Experimental dance from Tramway imagines the body as a dummy

Article by Kate E Deeming | 15 May 2008

Exploring the boundaries between our selves and our personal illusions, Colette Sadler utilized what can only be described as “sublimal torture tactics” in a 43-minute piece of performance installation. With low frequency sounds orchestrated by Newcastle based Zoviet*France and creatively presented fluorescent lighting designed by Florian Bac, audience members soon found themselves twitching with the rhythms of the four onstage performers. Dressed in muted “hoodies” the stage artists were partnered by two life sized dolls that were manipulated according to stylized whim. This partnering, which began in tender embraces soon morphed into carelessness, wherein moments of remembering who was real collided with artificial truth.

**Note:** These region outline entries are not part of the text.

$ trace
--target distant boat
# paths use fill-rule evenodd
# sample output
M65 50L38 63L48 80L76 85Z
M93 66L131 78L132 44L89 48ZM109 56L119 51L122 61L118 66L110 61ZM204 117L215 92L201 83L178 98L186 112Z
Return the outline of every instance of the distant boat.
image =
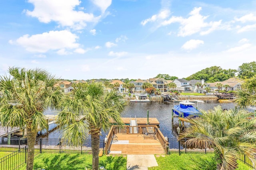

The performers maintained a disconnect from their bodies only matched by the perceived “realness” of the dolls. This absurdity continued when the performers, cloaked in specially constructed tunics, appeared to have extra limbs.

All these things matched the success of the piece wherein the witnesses were refused pleasure, and offered isolation from their natural state. It was not to be enjoyed. Conversely what was successful about the piece was also its downfall: the intellectual concept did not explode onto the stage into something truly surprising or vulnerable, but remained contained in its own head.